O filme “Morte em Veneza” foi lançado em 1971 e sua trilha sonora usa brilhantemente trechos de sinfonias de Mahler, incluindo o, dali para frente, celebrado “Adagietto”, quarto movimento da Sinfonia nº 5. Devemos agradecer a Visconti por ter ajudado o mundo a conhecer mais o compositor Gustav Mahler, ainda pouco lembrado até então.
Em 1974 mais um artista se junta a esta animada conversa.

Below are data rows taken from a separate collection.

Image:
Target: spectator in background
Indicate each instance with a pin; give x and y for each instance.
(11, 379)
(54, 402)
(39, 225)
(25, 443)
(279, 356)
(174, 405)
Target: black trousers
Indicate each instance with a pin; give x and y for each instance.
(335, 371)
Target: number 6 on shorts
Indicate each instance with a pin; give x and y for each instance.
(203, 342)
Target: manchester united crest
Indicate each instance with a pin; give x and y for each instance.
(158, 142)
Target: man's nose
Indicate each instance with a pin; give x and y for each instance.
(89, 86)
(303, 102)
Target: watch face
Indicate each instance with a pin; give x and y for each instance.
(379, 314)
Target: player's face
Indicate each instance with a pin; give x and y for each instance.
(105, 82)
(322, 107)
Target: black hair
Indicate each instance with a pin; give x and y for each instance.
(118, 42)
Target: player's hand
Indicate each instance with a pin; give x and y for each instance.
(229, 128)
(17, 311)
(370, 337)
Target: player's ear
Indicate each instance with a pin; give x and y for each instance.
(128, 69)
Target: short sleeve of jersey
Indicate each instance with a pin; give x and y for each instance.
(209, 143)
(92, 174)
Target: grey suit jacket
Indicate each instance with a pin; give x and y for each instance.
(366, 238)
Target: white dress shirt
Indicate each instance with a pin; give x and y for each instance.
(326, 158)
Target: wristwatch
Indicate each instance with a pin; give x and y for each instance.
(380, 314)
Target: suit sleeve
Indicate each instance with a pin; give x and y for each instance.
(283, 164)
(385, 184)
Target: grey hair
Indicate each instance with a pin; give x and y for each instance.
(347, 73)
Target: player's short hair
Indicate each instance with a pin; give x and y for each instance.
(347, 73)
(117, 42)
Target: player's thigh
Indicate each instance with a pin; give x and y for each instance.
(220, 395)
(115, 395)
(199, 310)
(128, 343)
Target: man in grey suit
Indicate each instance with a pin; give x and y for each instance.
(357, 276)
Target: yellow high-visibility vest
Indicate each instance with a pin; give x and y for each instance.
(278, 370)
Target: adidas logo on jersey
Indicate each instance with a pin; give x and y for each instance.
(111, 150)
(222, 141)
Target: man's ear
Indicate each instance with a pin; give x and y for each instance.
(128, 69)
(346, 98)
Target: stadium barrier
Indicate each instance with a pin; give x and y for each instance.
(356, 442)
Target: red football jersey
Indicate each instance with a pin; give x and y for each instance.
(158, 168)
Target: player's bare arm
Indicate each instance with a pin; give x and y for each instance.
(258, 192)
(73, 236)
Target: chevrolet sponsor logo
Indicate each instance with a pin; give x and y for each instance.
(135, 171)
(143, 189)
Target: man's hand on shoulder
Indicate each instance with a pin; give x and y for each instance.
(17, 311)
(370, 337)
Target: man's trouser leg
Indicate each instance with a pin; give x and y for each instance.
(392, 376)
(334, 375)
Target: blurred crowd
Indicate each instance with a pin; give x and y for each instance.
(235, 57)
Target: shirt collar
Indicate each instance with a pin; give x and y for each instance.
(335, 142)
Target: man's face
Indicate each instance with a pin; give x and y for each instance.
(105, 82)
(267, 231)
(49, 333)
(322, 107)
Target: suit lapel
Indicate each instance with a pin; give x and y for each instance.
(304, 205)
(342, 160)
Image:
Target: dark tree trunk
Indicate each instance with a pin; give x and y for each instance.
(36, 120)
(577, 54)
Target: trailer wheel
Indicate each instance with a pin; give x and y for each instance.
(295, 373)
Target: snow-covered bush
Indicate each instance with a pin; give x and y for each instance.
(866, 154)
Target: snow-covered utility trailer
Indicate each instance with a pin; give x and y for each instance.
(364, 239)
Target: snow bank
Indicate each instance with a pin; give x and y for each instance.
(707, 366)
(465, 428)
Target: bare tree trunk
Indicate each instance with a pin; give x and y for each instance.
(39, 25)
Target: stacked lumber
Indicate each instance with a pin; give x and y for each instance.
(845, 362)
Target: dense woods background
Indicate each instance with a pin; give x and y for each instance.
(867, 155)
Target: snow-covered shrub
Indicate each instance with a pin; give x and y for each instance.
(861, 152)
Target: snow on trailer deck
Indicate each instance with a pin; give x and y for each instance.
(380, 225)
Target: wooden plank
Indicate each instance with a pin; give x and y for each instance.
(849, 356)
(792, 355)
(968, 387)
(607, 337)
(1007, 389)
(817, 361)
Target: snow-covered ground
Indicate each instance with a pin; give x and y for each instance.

O cineasta britânico Ken Russell lança seu filme “Mahler”, que no Brasil ganhou o subtítulo “Uma Paixão Violenta”.
Russel ambienta seu filme numa viagem de trem até Viena, na qual o compositor Gustav Mahler, à beira da morte, e sua mulher Alma Mahler, relembram momentos de suas vidas e de seu conturbado relacionamento. Numa cena memorável, que liga o filme de Russel ao de Visconti e ao livro de Mann, o trem faz uma parada em uma estação e, pela janela de sua cabine, Mahler vê na plataforma os personagens do filme de Visconti: o compositor Aschenbach sentado em um banco observa o adolescente Tadzio a brincar com uma bola. Na trilha sonora o “Adagietto”.
O filme de Russell era o elemento que faltava para compreendermos que desde o livro de Mann, além da aparência física, a personalidade complexa e fascinante de Aschenbach foi inspirada em Mahler, como bem resumiu Visconti em uma declaração após o lançamento de seu filme: “Eu transformei Aschenbach de escritor em músico, pois achei que era essa a verdadeira ideia de Thomas Mann. Há muitas provas disso. Tratava-se, inicialmente, de Gustav Mahler. Tive, então, a ideia de fazer o filme todo com a música de Mahler”.